Partial Data Processing Outage - Denial of Service
Incident Report for Customer.io
Postmortem

Incident Summary

On 2020/01/10 one of our backend databases was unavailable for approx. 10 minutes due to elevated unintentional denial of service levels of API traffic from a single customer. Our SRE team identified the issue at 2020/01/09 23:51 UTC, at 2020/01/10 00:06 UTC the problem caused the affected database to become unavailable. Our incident response team resolved the issue at 2020/01/10 00:16 UTC.

This period of downtime impacted customers with a workspace on the affected backend database (roughly 1/6 of our users). The downtime caused a delay in inbound API call processing and outbound message sending.

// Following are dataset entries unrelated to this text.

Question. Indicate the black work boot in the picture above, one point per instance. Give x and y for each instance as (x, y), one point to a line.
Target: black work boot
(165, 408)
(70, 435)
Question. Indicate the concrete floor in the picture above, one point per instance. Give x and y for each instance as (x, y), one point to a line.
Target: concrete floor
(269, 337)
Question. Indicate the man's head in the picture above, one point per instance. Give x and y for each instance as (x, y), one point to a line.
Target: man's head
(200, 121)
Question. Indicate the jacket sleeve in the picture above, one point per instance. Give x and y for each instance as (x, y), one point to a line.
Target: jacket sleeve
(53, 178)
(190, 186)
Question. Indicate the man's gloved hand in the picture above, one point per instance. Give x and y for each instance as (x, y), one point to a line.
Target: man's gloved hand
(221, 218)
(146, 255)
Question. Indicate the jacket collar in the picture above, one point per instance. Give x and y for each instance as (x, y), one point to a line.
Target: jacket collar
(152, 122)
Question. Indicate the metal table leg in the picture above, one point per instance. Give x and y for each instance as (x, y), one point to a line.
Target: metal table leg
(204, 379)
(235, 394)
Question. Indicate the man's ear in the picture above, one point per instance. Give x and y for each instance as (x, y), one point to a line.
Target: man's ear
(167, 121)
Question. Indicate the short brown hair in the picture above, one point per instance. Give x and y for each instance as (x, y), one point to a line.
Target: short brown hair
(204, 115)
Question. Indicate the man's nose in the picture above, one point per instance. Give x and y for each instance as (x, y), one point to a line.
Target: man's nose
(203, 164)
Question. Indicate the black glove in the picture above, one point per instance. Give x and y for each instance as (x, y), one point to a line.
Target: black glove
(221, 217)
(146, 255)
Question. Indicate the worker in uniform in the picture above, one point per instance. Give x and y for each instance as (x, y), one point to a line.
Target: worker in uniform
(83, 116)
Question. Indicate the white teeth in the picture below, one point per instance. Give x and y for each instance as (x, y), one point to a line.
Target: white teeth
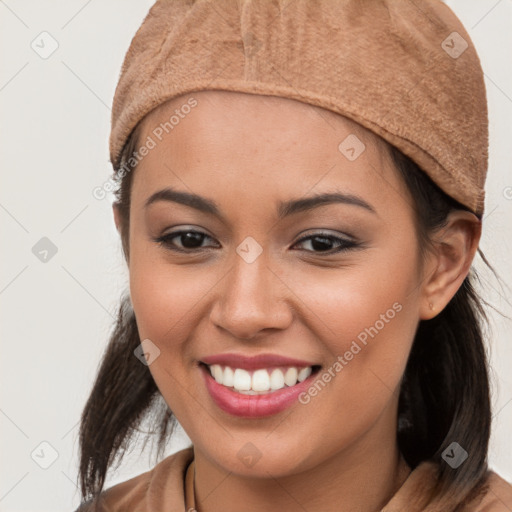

All delayed processing was completed successfully once the downtime was resolved. No customer data was lost.

Root Cause

Abnormally elevated rates of API calls resulted in a single backend database locking up from resource exhaustion.

Resolution and Recovery

Our team simultaneously deployed a hotfix that disabled API access for the account causing the denial of service and restored the backend database that had locked up. Once the database was online and servicing requests the downtime was resolved.

Corrective and Preventative Measures

Our team has been in communication with the customer that caused this downtime and we're working directly with them to improve their integration with Customer.io. Additionally our team is exploring avenues to put safeguards in place to prevent a re-occurrence of this issue.

Posted Jan 10, 2020 - 22:11 UTC

Resolved
This incident has been resolved.
Posted Jan 10, 2020 - 00:16 UTC